Retail giant Walmart has apparently concluded that the experience of visiting its massive retail stores can be kind of unpleasant and appears to be working on technology that would, uh, simulate a flashy version of that experience from the comfort of your couch.
Per a report in Bloomberg, Walmart has applied for patents concerning a truly bizarre “virtual reality showroom” involving headsets, “sensor-packed gloves,” simulated environments, and automated shipping. Yeah, it’s just as weird as it sounds. Bloomberg wrote:
The company has applied for two patents that detail a “virtual show room” and fulfillment system that would connect shoppers clad in VR headsets and sensor-packed gloves to a three-dimensional representation of a Walmart store. Customers could wander digital aisles from home and “grab” items, which would be immediately picked and shipped from a fully automated distribution center.
“Walmart knows that its stores are too big and unwieldy for people,” Zoe Leavitt, a managing analyst at patent researcher CB Insights, said.
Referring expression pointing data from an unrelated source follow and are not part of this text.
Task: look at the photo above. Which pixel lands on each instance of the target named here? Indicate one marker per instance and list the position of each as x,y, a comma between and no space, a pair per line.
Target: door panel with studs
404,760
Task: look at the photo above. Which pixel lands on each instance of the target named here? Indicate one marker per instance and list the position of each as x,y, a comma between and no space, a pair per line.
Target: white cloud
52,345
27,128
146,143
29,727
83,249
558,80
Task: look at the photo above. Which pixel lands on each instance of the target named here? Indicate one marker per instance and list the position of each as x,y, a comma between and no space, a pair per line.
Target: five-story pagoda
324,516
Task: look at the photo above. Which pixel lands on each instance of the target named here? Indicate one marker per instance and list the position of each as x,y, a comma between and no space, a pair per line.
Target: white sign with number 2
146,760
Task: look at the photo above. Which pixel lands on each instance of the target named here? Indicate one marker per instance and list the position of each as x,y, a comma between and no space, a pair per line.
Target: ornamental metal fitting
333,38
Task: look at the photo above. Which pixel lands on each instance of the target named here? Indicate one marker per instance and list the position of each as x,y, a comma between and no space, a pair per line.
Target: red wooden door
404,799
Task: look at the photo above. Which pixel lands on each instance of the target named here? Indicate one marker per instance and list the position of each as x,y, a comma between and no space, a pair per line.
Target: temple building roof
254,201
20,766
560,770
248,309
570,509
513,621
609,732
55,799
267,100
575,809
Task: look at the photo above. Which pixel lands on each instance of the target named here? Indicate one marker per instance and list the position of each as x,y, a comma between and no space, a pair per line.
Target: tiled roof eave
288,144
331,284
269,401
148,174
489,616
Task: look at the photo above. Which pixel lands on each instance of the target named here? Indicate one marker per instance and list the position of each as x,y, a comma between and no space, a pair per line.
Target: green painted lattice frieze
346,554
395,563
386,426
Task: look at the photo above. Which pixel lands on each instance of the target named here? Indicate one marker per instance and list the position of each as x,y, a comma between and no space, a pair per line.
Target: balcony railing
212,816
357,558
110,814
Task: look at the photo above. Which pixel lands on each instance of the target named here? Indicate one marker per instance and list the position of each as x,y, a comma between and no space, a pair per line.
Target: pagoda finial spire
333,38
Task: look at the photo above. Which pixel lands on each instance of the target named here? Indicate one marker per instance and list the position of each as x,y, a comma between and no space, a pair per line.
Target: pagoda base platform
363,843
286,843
So to defeat Amazon, a sprawling e-commerce giant that has become grotesquely profitable in part because it is ultra-convenient and efficient, one of Walmart’s potential plans is… A shopping system that requires expensive VR gear and virtual assets of Walmart products, all so that the user can experience some kind of nonsensical “sensory feedback” that may or may not be correlated to reality.
In theory, this seems intended to make shopping at Walmart just like that cool armory scene from The Matrix. But in practice this seems like an awful lot of unwieldy junk to deal with, especially considering Walmart is not exactly known for selling the kinds of things that would be really interesting to look at it in VR. On the other hand, this is probably the only way to shop at Walmart that looks even dumber to a third-party observer than helplessly wandering through its cavernous aisles looking for someone, anyone in a blue shirt.
As Bloomberg noted, Walmart is trying hard to compete online with Amazon, which has so completely dominated e-commerce that it is now opening up its own brick-and-mortar retail locations to gobble up whatever IRL shopping is left. To date that’s included collaborations with Microsoft to improve the ease, efficiency, and profitability of its online sales system and investigating the potential of Amazon Go-style checkout-free stores. Bloomberg wrote that Walmart has also filed “for more than a dozen virtual-reality patents,” though previously most of them focused on internal applications like “virtual conference calls.” It bought VR firm Spatialand in February 2018.
Patent filings are often speculative, referring to systems that do not and may be unlikely to ever exist—like Amazon’s prophesy of a future where humans scream at delivery drones launched from giant blimp warehouses. So suffice it to say that Walmart may not actually be all that serious about competing with Amazon with VR goggles and gloves. Which is just as well, because this all sounds like the start of a really lazy Black Mirror episode in which a user gets stuck in the virtual Walmart forever.